Early 2018, another project was launched in Rwanda revolving around drones gathering remote data for precision agriculture, while in 2020 MINAGRI has launched a brand new project (funded by the Bill and Melinda Gates Foundation – BMGF) using high-resolution geographic information systems (GIS) and mobile soil testing equipment to develop location-specific interventions for farmers and updating Rwandan soil maps.

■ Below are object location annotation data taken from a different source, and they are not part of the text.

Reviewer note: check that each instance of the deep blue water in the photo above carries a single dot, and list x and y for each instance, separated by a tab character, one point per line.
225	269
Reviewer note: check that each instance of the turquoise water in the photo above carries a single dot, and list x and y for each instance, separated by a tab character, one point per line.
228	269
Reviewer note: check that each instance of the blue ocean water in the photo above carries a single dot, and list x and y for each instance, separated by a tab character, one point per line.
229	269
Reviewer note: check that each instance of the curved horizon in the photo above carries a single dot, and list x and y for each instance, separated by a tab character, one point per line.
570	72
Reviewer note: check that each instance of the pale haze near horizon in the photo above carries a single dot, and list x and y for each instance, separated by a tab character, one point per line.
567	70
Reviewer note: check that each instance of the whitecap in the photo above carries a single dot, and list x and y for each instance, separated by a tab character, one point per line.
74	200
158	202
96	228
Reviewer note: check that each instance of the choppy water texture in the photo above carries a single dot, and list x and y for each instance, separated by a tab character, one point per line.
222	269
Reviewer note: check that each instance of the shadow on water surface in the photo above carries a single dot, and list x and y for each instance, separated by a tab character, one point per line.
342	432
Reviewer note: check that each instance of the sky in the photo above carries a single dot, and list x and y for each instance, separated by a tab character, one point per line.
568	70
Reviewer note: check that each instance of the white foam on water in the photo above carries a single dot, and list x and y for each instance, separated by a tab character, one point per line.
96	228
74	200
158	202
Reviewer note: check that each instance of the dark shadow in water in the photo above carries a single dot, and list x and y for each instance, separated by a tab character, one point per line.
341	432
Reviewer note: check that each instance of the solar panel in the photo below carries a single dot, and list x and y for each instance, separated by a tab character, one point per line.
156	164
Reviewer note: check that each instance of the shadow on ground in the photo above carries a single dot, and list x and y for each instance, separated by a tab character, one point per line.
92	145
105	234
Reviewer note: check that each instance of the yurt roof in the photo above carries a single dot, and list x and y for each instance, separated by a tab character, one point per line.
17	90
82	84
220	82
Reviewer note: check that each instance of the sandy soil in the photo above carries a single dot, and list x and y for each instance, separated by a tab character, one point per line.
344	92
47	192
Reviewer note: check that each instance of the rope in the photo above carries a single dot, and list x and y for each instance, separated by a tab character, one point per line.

For the development of precision agriculture in Africa, developments in Rwanda right now could prove very beneficial, Mrs Bongani Ncube of Cape Peninsula University of Technology in South Africa thinks:

What is really for the implementation of precision agriculture is that proper policies are established on how to set up information and ICT-systems for the benefit of small farmers. The Rwandan government is renowned for making it their business to know everything. So in this case it could become an example of how to set up policies in a way that works for Rwandans. You see, most precision agriculture technology is developed outside Africa. Precision agriculture developed in the European Union could be a chance for farmers here, but might also prove problematic when the technology is not accompanied by capacity building on the ground. Neglecting the farmers themselves could mean your nice precision irrigation project in small town Mozambique collapses fairly quickly after the donor retreats.”

The intended benefits

Mrs Ncube works as a senior lecturer and researcher in Cape Town. In her work, she focuses on drought impacts on agriculture, soil fertility and water resource management. In 2018, she co-authored a chapter for the Scientific Journal Systems Analysis Approach for Complex Global Challenges about precision agriculture and food security in Africa. In the paper, PA is defined as “an integrated crop management system that attempts to match the kind and amount of inputs with actual crop needs for small areas within a field’ through ‘agricultural production practices that use information technology either to tailor input use to achieve desired outcomes or to monitor those outcomes”.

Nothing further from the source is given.